Two types of jobs arrive at a machine. Type $1$ jobs arrive according to a Poisson process with rate 45 per hour and need an exponential service time with mean $1/2$ minute. Type $2$ jobs arrive according to a Poisson process with rate $15$ per hour and need an exponential service time with mean $1$ minute.
Suppose we want to find the Laplace-Stieltjes transform of the sojourn time of an arbitrary job. If I am not mistaken, the service time is an exponential distribution with mean $1/2$ with probability $3/4$ and an exponential distribution with mean $1$ with probability $1$. So, if $B$ denotes the service time, then
$$\tilde{B}(s) = \frac{3}{4} \frac{2}{2+s} + \frac{1}{4} \frac{1}{1+s}$$
or $\tilde{B}(s) = \frac{8+7s}{(4+4s)(1+s)}$. Since we are dealing with a $M/G/1$-queue, we know
$$\tilde{S}(s) = \frac{(1-\rho)\tilde{B}(s)s}{s - \lambda + \lambda\tilde{B}(s)}$$
with $\lambda = 1$ (since $60$ jobs arrive per hour) and $1-\rho = 1 - \lambda E(B) = 1 - \frac{3}{4}\frac{1}{2} - \frac{1}{4}1 = \frac{3}{8}$.
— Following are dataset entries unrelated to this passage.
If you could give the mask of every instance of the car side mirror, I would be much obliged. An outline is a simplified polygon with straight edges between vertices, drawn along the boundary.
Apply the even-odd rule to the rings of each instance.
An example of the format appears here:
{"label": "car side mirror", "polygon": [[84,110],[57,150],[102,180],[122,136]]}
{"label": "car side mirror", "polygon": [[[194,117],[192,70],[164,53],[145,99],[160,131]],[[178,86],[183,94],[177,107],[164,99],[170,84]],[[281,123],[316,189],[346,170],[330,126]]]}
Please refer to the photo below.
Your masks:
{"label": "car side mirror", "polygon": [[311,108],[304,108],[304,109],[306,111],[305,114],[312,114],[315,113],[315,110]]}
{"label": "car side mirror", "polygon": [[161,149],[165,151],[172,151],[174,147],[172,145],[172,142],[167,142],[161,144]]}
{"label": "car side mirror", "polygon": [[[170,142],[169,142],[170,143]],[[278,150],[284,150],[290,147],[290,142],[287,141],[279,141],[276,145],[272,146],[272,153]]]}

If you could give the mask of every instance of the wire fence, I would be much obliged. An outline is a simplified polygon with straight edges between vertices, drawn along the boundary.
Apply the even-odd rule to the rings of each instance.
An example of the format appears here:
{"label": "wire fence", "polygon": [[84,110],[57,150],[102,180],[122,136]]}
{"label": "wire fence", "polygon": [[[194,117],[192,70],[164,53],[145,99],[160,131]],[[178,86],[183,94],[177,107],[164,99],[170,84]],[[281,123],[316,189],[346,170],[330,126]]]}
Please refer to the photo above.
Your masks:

However, using this expression gives something that seems wrong
$$\tilde{S}(s) = \frac{3}{8}\frac{\frac{8+7s}{(4+4s)(1+s)}s}{s - 1 + \frac{8+7s}{(4+4s)(1+s)}}$$
$$\tilde{S}(s) =\frac{3}{8}\frac{8s +7s^2}{(s-1)(4+4s)(1+s) + 8 + 7s}$$
The constant term in $(s-1)(4+4s)(1+s)$ is $-4$, which does not cancel the $+8$ of $8+7s$, which is what I should get. Where did I make a mistake?
EDIT: I found my mistake, $\tilde{B}(s) = \frac{8+7s}{(4+4s)(1+2s)}$, I messed up the denominator.